The images below compare performance of the Intel Play QX3 Computer Microscope with and without the aid of an organized cone of illumination from a darkfield Abbe substage condenser containing an aperture diaphragm. These photomicrographs are unretouched and were captured with the QX3 interactive software.

House Fly Head Whole Mount
QX3 with mixing chamber (stock - 60x)

QX3 with achromatic condenser (60x)

The often maligned common house fly is generally thought to be a nuisance and vector for many diseases that affect both humans and animals. Flies lay up to 1000 eggs in some of the most undesirable settings such as garbage, decomposing plant and animal matter, feces, spoiled food, and manure. Although more abundant in the warm spring and hot summer weather, house flies may exist year-round in temperate climates, where their life cycles occur every eight days.

House flies are among the speediest of insects with an average speed of about five miles per hour (mph) with bursts to 15 mph when threatened. The rapid beating of their wings (about 1,000 times per second) is responsible for the buzzing noise that accompanies a close fly-by. The sensitive antennae of the fly is responsible for detecting both food sources and changes in air currents which signal the approach of enemies.
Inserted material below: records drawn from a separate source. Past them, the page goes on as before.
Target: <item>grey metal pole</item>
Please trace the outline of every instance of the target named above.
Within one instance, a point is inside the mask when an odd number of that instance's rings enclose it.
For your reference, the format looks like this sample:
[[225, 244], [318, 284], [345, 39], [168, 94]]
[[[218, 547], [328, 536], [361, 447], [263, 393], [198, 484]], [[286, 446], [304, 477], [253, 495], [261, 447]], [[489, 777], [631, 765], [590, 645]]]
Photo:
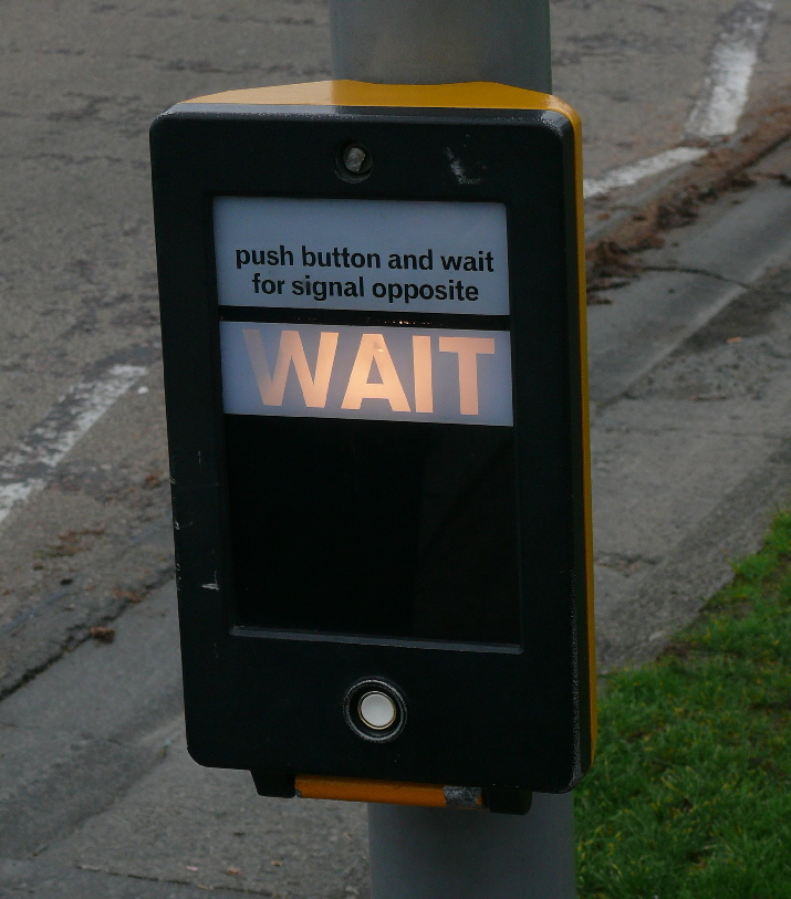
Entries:
[[[549, 0], [330, 0], [333, 77], [550, 93]], [[573, 899], [570, 794], [524, 817], [368, 805], [374, 899]]]
[[571, 794], [534, 794], [524, 817], [368, 805], [374, 899], [571, 899]]
[[330, 0], [333, 77], [552, 91], [549, 0]]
The life-span of a typical fly is about 21 days, but they can live much longer in cool weather, although their metabolism and active movement is severely reduced. The average fly is between five to eight millimeters in length and they range from gray to dark brown with dark stripes on the thorax. The abdomen is colored yellow on the sides, and the eyes are often red or green. The mouth forms a fleshy proboscis, which is used to gather food. The larvae are cylindrical white maggots that average about a centimeter in length and taper off at the ends. Puparia are reddish-brown and are about half the size of the larvae.
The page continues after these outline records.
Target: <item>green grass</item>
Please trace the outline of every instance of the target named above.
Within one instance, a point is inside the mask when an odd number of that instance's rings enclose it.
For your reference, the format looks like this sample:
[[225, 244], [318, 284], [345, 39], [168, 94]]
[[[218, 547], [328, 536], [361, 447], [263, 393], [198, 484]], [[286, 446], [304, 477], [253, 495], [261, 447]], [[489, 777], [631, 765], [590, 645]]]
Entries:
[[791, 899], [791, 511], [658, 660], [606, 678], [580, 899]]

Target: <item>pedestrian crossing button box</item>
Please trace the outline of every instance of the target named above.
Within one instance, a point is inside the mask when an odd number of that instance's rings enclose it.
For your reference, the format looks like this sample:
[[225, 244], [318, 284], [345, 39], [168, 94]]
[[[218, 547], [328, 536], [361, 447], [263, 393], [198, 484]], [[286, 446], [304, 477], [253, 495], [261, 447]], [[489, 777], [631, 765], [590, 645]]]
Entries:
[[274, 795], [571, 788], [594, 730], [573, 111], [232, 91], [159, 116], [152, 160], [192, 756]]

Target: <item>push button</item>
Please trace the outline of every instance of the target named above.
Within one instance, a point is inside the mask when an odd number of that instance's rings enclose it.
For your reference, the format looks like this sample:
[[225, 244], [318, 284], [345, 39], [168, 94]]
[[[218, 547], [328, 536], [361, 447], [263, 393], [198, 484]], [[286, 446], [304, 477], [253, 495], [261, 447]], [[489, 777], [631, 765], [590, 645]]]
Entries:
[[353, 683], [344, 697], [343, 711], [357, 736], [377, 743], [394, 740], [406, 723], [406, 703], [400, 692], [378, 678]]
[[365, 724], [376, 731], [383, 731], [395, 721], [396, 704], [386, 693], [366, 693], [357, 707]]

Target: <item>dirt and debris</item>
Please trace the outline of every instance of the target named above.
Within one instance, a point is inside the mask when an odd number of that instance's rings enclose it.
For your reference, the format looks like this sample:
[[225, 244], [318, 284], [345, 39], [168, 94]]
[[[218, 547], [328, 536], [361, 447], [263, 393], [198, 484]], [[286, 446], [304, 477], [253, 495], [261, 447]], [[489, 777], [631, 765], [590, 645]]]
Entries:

Semi-transparent insects and mites are difficult to image using unaided brightfield optical microscopy. The images above were recorded using the Intel Play QX3 microscope in transmitted darkfield illumination mode. On the top is a digital image from a stock QX3 microscope using auxiliary illumination provided by a fiber optic light pipe through a hole drilled into the mixing chamber. The image on the bottom was recorded using the QX3 microscope body and a Nikon achromatic substage condenser of low numerical aperture.